You'd be mad to think that consolidated control of information, the endgame of "mainstream" media, is of benefit to society.

"Mainstream" media is financed either directly by very rich individuals, who then use their control of the thing they own (even just by controlling its hiring policies, to give like-minded people a voice) to spam their own agenda on the populace, or a generic money-making enterprise that then deals with less-affluent people who want to spam the populace (advertisers).


And who owns every social media platform, if not a few very rich individuals?


Touche. But you miss that not all social media (e.g. blogs and forums, instant messaging) are "social media platforms".

Also, the trick doesn't work with social media platforms in the same way. Rupert Murdoch bought Myspace, where is it now? He didn't get the same control and power he got when he bought The Times and The Sun and could tell the staff who wrote the content what to say to their passive readers.


The world is not America.


Do you think this doesn't happen in other countries?

Just to give an example from the UK of "state" media, the nominally independent BBC has to answer to a board, and to the regulator Ofcom. But in 2021, Boris Johnson installed Richard Sharp (Tory pary donor, Rishi Sunak's old boss) as the head of the board, and Robbie Gibb (Theresa May's head of communication) as a member, and attempted to rig the selection of the head of Ofcom, even though he's not legally allowed to do that. He still tried it. He "let it be known" he wanted Paul Dacre (former Daily Mail editor) be head of Ofcom. https://www.prospectmagazine.co.uk/politics/63982/boris-john...

They are all at it, to try and control public opinion and gatekeep what is seen and not seen.


Sure, but on the whole I'd argue outside of tabloids there are still real journalists doing real journalism and trying their best to hold people to account.

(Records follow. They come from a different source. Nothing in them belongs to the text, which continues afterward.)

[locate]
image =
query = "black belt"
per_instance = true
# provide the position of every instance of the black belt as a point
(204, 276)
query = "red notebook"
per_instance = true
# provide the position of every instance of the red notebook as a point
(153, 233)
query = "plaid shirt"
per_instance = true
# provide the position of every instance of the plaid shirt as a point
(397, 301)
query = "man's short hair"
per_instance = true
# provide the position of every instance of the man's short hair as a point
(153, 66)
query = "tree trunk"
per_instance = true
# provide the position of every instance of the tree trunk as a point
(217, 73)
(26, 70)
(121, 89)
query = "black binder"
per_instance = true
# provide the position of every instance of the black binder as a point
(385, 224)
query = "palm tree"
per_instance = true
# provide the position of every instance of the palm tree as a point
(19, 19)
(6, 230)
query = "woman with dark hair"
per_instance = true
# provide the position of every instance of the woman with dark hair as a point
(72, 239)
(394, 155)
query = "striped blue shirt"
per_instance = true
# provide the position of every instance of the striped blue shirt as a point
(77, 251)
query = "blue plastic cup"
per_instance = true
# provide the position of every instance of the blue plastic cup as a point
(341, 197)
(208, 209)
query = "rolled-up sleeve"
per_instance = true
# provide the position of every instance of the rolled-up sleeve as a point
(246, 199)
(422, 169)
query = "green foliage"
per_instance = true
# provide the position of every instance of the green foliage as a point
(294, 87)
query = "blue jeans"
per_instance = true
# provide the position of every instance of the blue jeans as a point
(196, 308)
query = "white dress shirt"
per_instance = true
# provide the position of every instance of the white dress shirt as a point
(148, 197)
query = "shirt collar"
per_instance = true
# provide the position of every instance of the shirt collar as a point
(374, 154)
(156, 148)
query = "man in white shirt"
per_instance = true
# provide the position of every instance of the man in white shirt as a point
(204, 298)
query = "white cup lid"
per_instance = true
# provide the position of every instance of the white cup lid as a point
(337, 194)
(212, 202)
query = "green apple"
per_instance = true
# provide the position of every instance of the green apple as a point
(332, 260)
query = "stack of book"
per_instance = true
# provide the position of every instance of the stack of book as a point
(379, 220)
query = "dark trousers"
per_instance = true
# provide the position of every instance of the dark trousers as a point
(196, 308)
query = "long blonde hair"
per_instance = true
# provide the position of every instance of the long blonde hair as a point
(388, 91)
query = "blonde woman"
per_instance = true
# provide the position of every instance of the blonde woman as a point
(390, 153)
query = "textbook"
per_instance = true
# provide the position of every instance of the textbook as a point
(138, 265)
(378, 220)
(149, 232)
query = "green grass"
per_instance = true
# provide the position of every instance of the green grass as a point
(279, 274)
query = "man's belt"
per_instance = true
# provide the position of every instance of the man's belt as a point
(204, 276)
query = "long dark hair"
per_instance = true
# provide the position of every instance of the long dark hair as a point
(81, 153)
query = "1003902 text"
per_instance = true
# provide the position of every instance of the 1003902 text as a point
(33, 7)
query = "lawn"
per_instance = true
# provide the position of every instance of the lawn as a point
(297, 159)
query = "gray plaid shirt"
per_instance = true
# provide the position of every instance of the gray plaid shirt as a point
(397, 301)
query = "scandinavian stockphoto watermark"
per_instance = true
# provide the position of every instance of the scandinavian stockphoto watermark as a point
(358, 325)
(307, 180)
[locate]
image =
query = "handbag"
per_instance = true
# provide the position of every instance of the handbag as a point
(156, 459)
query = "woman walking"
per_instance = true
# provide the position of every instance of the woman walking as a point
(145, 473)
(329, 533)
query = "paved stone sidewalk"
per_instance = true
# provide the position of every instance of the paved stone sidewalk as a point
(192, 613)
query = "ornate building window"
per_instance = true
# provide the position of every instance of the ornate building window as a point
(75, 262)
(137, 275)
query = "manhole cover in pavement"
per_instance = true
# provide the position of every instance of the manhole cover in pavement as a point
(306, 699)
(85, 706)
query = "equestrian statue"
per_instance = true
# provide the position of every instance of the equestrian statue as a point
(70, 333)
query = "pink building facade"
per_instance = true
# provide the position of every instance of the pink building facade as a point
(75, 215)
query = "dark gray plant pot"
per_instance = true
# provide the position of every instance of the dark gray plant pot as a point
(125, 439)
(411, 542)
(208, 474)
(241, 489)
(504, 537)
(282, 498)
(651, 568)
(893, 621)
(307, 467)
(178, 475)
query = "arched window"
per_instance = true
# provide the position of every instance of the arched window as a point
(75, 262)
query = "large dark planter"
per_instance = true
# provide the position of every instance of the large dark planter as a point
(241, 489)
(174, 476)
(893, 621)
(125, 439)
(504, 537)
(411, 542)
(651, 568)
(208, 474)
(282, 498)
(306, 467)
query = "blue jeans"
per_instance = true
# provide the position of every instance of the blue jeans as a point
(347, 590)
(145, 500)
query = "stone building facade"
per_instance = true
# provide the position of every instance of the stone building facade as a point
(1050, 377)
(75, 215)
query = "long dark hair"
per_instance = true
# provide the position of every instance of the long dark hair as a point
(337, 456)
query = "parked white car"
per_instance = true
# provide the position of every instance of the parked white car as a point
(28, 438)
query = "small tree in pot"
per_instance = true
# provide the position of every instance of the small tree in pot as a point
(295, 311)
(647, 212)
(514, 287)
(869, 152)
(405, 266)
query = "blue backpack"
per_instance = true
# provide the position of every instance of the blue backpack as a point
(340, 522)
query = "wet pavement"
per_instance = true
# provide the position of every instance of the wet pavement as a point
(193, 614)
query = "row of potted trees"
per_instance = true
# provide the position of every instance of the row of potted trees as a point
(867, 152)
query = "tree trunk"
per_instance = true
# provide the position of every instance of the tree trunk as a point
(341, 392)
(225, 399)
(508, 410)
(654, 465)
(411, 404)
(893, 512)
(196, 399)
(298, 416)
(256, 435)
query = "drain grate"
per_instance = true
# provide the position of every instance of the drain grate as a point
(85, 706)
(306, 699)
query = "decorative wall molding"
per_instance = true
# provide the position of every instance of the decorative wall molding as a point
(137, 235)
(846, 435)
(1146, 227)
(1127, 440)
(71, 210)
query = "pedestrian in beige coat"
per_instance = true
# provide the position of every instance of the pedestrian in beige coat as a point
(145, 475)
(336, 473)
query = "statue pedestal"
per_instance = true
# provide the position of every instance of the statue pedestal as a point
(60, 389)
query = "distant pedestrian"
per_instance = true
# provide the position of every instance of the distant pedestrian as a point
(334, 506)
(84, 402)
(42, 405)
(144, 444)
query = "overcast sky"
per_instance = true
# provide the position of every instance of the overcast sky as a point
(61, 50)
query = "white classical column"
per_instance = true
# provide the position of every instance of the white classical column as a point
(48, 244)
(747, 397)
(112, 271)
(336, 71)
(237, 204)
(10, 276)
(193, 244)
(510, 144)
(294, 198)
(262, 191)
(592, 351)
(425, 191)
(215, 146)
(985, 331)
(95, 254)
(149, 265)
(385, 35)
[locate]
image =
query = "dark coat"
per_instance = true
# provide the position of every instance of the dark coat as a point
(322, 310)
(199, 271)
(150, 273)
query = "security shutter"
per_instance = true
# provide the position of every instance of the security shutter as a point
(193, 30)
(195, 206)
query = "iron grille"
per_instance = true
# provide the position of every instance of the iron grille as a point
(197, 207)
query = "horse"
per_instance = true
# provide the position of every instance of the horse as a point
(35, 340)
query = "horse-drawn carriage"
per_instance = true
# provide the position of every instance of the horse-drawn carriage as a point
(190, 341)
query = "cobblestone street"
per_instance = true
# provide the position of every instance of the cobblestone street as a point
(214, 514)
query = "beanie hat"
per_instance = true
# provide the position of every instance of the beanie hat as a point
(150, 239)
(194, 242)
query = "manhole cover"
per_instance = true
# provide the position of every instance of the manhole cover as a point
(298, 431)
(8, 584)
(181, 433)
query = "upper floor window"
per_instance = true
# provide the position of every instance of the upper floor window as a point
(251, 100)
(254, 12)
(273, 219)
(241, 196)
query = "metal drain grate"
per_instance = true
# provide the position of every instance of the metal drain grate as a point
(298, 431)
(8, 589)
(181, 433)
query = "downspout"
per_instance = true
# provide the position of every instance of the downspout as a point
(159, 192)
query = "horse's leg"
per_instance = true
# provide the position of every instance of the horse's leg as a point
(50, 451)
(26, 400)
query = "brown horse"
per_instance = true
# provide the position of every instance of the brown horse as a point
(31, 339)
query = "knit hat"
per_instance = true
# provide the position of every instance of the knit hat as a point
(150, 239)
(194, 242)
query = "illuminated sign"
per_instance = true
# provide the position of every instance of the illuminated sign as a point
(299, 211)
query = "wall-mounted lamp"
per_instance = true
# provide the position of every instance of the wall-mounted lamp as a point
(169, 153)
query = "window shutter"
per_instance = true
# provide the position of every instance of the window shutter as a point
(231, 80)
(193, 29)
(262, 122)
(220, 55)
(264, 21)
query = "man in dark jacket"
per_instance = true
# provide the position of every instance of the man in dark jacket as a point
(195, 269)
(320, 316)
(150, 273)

The thing is, the internet was supposed to democratise, but it's ended up centralising (and therefore distorting) discourse

A good example is publishing: until relatively recently, books were how most knowledge was distributed, and publishers were able to gatekeep it

Back in the 1990s, one of the promises of the internet, was that it could break this stranglehold. The argument was that instead of 10-ish major publishers, we could have ten billion

What we've ended up with is 5 or so major platforms. Their algorithms now distort, not only the distribution of information, but the production of knowledge itself (click chasing)

An argument I'm sympathetic to, is that the internet hasn't just been a neutral medium, but has actually accelerated this centralisation

The other aspect is the shrinking role of non commercial institutions, like public sector broadcasters, universities, scientific orgs. These entities had their own biases and groupthink. But they added diversity to the media landscape and helped set useful norms


I've always noticed and wondered, so I guess it's easy to overlook but it's there.